El Niño acelera em setembro e ameaça quebrar recordes históricos no Pacífico, com risco de intensidade severa na primavera
O fenômeno El Niño segue ganhando força neste mês de setembro, impulsionado por mudanças significativas tanto nas condições oceânicas quanto no comportamento da atmosfera. De acordo com as últimas atualizações do monitoramento do Pacífico, a anomalia semanal da temperatura da superfície do mar na região Niño 3.4 atingiu a marca de 2°C.
Esse aquecimento apresenta maior intensidade em setores mais próximos da costa sul-americana. Na região Niño 3, a anomalia já alcança 2,8°C, enquanto na Niño 1+2 o valor chega a 3,7°C. Em contrapartida, na região Niño 4, localizada no Pacífico mais a oeste, a temperatura permanece próxima da média, registrando -0,1°C. Nas últimas semanas, as águas acima da média ganharam espaço de forma expressiva no Pacífico equatorial centro-leste e leste, mantendo um grande volume de calor armazenado abaixo da superfície. Esse cenário oceânico vem acompanhado por alterações consistentes nos ventos e na convecção tropical, confirmando o acoplamento entre oceano e atmosfera que caracteriza o fenômeno.
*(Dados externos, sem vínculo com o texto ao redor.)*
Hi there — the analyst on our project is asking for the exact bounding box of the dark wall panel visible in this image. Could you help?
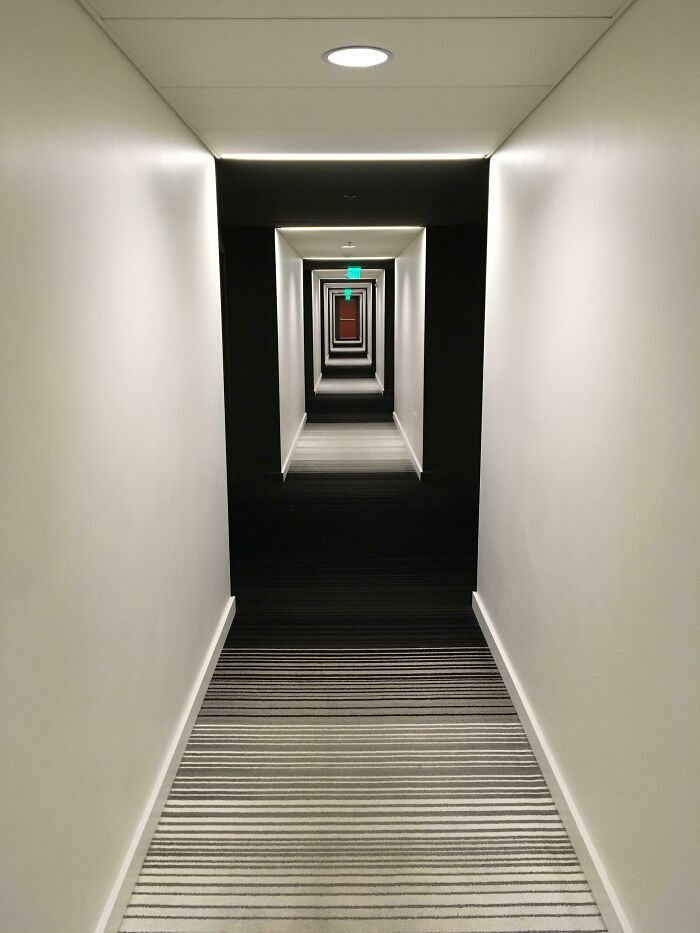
[216,159,489,227]
[423,224,486,488]
[221,227,280,485]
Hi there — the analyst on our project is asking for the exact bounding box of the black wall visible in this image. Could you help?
[216,159,489,227]
[423,224,486,488]
[220,227,280,488]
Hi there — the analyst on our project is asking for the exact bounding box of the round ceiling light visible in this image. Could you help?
[323,45,391,68]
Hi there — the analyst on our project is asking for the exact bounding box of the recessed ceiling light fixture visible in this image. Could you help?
[323,45,392,68]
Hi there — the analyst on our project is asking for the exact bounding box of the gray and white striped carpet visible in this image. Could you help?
[121,644,605,933]
[289,422,414,475]
[316,376,382,395]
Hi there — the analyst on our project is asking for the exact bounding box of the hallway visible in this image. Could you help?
[121,412,605,933]
[0,0,700,933]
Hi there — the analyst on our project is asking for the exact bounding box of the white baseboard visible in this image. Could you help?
[95,596,236,933]
[472,592,634,933]
[282,412,306,480]
[393,412,423,479]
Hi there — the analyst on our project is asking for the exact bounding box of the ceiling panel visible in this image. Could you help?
[280,227,421,261]
[80,0,632,155]
[102,18,609,89]
[92,0,621,19]
[163,86,549,133]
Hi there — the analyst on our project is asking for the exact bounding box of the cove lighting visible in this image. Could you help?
[323,45,391,68]
[278,227,423,233]
[221,152,487,162]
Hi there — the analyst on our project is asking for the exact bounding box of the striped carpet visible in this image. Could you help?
[121,647,605,933]
[289,422,414,474]
[316,376,382,395]
[120,473,605,933]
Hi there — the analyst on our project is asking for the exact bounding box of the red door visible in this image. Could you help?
[338,297,360,340]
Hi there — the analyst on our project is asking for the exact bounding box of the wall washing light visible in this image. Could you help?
[323,45,392,68]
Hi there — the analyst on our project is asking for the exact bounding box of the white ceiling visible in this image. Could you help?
[280,227,422,262]
[81,0,631,155]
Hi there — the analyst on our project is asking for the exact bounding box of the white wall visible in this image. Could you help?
[275,230,306,471]
[0,0,229,933]
[478,0,700,933]
[394,229,425,469]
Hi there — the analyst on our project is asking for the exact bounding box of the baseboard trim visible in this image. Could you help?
[472,592,634,933]
[95,596,236,933]
[392,411,423,479]
[282,412,306,481]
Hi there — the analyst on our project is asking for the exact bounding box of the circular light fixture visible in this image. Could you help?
[323,45,391,68]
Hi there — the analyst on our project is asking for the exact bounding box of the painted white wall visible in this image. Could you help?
[275,230,306,471]
[394,229,426,469]
[0,0,229,933]
[478,0,700,933]
[375,269,386,389]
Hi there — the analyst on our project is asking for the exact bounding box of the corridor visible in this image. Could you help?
[0,0,700,933]
[121,388,606,933]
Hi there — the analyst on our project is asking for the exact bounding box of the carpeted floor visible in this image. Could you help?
[289,422,417,482]
[121,432,605,933]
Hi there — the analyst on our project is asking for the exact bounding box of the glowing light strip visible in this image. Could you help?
[277,227,423,233]
[221,152,487,162]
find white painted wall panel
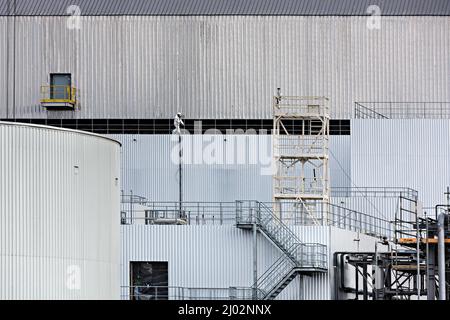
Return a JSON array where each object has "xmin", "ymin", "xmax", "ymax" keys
[
  {"xmin": 351, "ymin": 119, "xmax": 450, "ymax": 207},
  {"xmin": 109, "ymin": 135, "xmax": 350, "ymax": 202},
  {"xmin": 0, "ymin": 16, "xmax": 450, "ymax": 119},
  {"xmin": 121, "ymin": 225, "xmax": 376, "ymax": 300},
  {"xmin": 0, "ymin": 122, "xmax": 120, "ymax": 299}
]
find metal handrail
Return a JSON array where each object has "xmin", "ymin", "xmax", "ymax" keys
[
  {"xmin": 41, "ymin": 85, "xmax": 77, "ymax": 102},
  {"xmin": 121, "ymin": 196, "xmax": 392, "ymax": 236},
  {"xmin": 121, "ymin": 286, "xmax": 262, "ymax": 300},
  {"xmin": 355, "ymin": 101, "xmax": 450, "ymax": 119}
]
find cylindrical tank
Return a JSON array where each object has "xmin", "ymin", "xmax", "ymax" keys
[{"xmin": 0, "ymin": 122, "xmax": 120, "ymax": 299}]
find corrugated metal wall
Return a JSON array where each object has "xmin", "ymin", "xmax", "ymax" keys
[
  {"xmin": 0, "ymin": 16, "xmax": 450, "ymax": 118},
  {"xmin": 0, "ymin": 122, "xmax": 120, "ymax": 299},
  {"xmin": 109, "ymin": 135, "xmax": 350, "ymax": 202},
  {"xmin": 351, "ymin": 119, "xmax": 450, "ymax": 207},
  {"xmin": 122, "ymin": 225, "xmax": 330, "ymax": 299},
  {"xmin": 121, "ymin": 225, "xmax": 377, "ymax": 300}
]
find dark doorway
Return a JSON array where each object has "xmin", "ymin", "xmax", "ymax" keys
[{"xmin": 130, "ymin": 261, "xmax": 169, "ymax": 300}]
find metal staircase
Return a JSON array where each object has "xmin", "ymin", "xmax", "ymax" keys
[{"xmin": 236, "ymin": 201, "xmax": 328, "ymax": 300}]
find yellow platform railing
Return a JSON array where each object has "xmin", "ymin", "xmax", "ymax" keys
[{"xmin": 41, "ymin": 86, "xmax": 77, "ymax": 104}]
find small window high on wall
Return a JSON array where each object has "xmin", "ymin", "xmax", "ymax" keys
[
  {"xmin": 50, "ymin": 73, "xmax": 72, "ymax": 100},
  {"xmin": 130, "ymin": 261, "xmax": 169, "ymax": 300}
]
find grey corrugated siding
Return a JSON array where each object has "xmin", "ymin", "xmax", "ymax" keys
[
  {"xmin": 121, "ymin": 225, "xmax": 384, "ymax": 300},
  {"xmin": 109, "ymin": 135, "xmax": 350, "ymax": 201},
  {"xmin": 351, "ymin": 119, "xmax": 450, "ymax": 207},
  {"xmin": 0, "ymin": 17, "xmax": 450, "ymax": 119},
  {"xmin": 0, "ymin": 0, "xmax": 450, "ymax": 15},
  {"xmin": 122, "ymin": 225, "xmax": 330, "ymax": 300}
]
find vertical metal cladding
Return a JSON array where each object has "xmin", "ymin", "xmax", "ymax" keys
[
  {"xmin": 0, "ymin": 16, "xmax": 450, "ymax": 119},
  {"xmin": 121, "ymin": 225, "xmax": 330, "ymax": 300},
  {"xmin": 121, "ymin": 225, "xmax": 377, "ymax": 300},
  {"xmin": 351, "ymin": 119, "xmax": 450, "ymax": 207},
  {"xmin": 109, "ymin": 135, "xmax": 350, "ymax": 201},
  {"xmin": 0, "ymin": 122, "xmax": 120, "ymax": 299}
]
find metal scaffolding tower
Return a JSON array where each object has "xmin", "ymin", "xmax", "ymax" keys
[{"xmin": 272, "ymin": 89, "xmax": 330, "ymax": 224}]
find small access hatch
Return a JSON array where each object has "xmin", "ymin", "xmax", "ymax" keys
[{"xmin": 41, "ymin": 73, "xmax": 77, "ymax": 110}]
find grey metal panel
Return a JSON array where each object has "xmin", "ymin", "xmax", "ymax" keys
[
  {"xmin": 351, "ymin": 119, "xmax": 450, "ymax": 207},
  {"xmin": 121, "ymin": 225, "xmax": 384, "ymax": 300},
  {"xmin": 109, "ymin": 135, "xmax": 350, "ymax": 202},
  {"xmin": 121, "ymin": 225, "xmax": 330, "ymax": 299},
  {"xmin": 0, "ymin": 0, "xmax": 450, "ymax": 15},
  {"xmin": 0, "ymin": 122, "xmax": 120, "ymax": 300},
  {"xmin": 0, "ymin": 16, "xmax": 450, "ymax": 119}
]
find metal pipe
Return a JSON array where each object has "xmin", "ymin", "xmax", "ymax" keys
[
  {"xmin": 436, "ymin": 212, "xmax": 446, "ymax": 300},
  {"xmin": 253, "ymin": 221, "xmax": 258, "ymax": 300}
]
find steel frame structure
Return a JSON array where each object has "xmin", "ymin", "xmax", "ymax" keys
[{"xmin": 272, "ymin": 94, "xmax": 330, "ymax": 224}]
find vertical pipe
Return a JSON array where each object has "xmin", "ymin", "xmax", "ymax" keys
[
  {"xmin": 178, "ymin": 134, "xmax": 183, "ymax": 219},
  {"xmin": 414, "ymin": 201, "xmax": 421, "ymax": 300},
  {"xmin": 253, "ymin": 221, "xmax": 258, "ymax": 300},
  {"xmin": 363, "ymin": 258, "xmax": 369, "ymax": 300},
  {"xmin": 436, "ymin": 212, "xmax": 446, "ymax": 300}
]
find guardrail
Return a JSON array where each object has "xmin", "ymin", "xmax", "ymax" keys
[
  {"xmin": 120, "ymin": 286, "xmax": 261, "ymax": 300},
  {"xmin": 355, "ymin": 101, "xmax": 450, "ymax": 119},
  {"xmin": 121, "ymin": 202, "xmax": 393, "ymax": 238}
]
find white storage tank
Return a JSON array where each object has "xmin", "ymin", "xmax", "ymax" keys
[{"xmin": 0, "ymin": 122, "xmax": 120, "ymax": 299}]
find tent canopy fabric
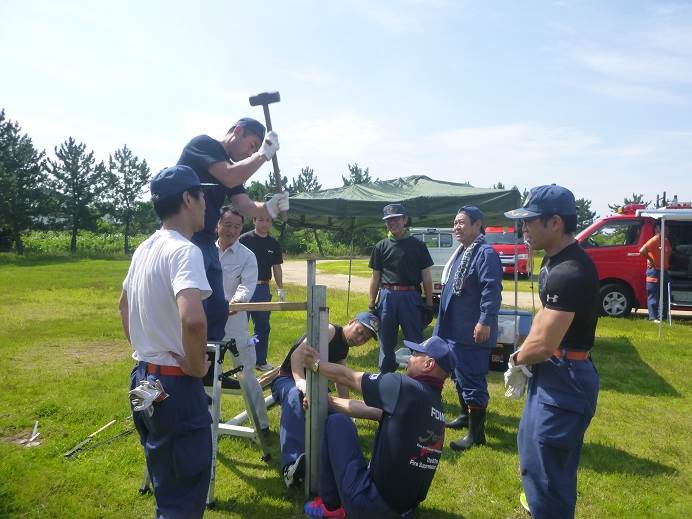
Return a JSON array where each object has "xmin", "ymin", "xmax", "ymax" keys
[{"xmin": 288, "ymin": 175, "xmax": 521, "ymax": 229}]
Critérios de intensidade e o índice RONI
Apesar de a região Niño 3.4 registrar uma anomalia semanal de 2°C, os especialistas ressaltam que esse número isolado não define a classificação oficial do episódio como de intensidade muito forte. Para análises históricas mais precisas, a Administração Nacional Oceânica e Atmosférica (NOAA) utiliza o Relative Oceanic Niño Index (RONI).
Esse índice avalia a temperatura da região Niño 3.4 em relação ao aquecimento médio de todos os oceanos tropicais, aplicando médias móveis trimestrais. O dado mais recente do RONI, referente ao trimestre de junho a agosto de 2026, aponta 1,4°C. Contudo, a rápida evolução das últimas semanas reforça a tendência de continuidade no fortalecimento do evento climático.
Probabilidade elevada de superar marcas históricas
As projeções oficiais apontam uma probabilidade superior a 90% de que o El Niño atinja a categoria de intensidade muito forte entre os trimestres de setembro a novembro de 2026 e de novembro de 2026 a janeiro de 2027. Com isso, a primavera e o início do verão emergem como o período crítico para o pico do fenômeno.
Além disso, a NOAA estima em 75% a chance de o atual episódio superar a intensidade de eventos anteriores registrados desde 1950, com base na comparação pelo RONI para o trimestre de outubro a dezembro. Entre os marcos históricos recentes, o evento de 2015/16 manteve valores acima de 2°C por vários trimestres, atingindo 2,3°C no período de novembro a janeiro. Embora ainda não seja possível cravar se este será o mais intenso da série histórica, a probabilidade estatística para tal patamar é bastante elevada.
Duração prolongada e impactos no clima
A longevidade é outra característica marcante do atual episódio. As projeções probabilísticas indicam que o El Niño deve persistir pelo menos até o trimestre de março a maio de 2027. A partir de abril do próximo ano, os indicativos apontam para uma transição gradual rumo à neutralidade, cuja probabilidade chega a 55% no trimestre de abril a junho de 2027. Dessa forma, a influência climática do fenômeno será sentida ao longo de toda a primavera, do verão e de parte do outono no Hemisfério Sul.
Apesar da alta intensidade prevista, os especialistas alertam que a força do El Niño não se traduz automaticamente em impactos extremos ou homogêneos em todas as localidades. O fenômeno aumenta a probabilidade de consolidação de padrões atmosféricos clássicos — como o regime de chuvas acima da média na Região Sul do Brasil, períodos mais secos no Norte e ondas de calor frequentes —, mas a manifestação real desses efeitos depende da interação com outros sistemas meteorológicos regionais e globais. Por essa razão, o acompanhamento contínuo por meio de previsões sazonais permanece indispensável para antecipar os reflexos do clima em cada localidade.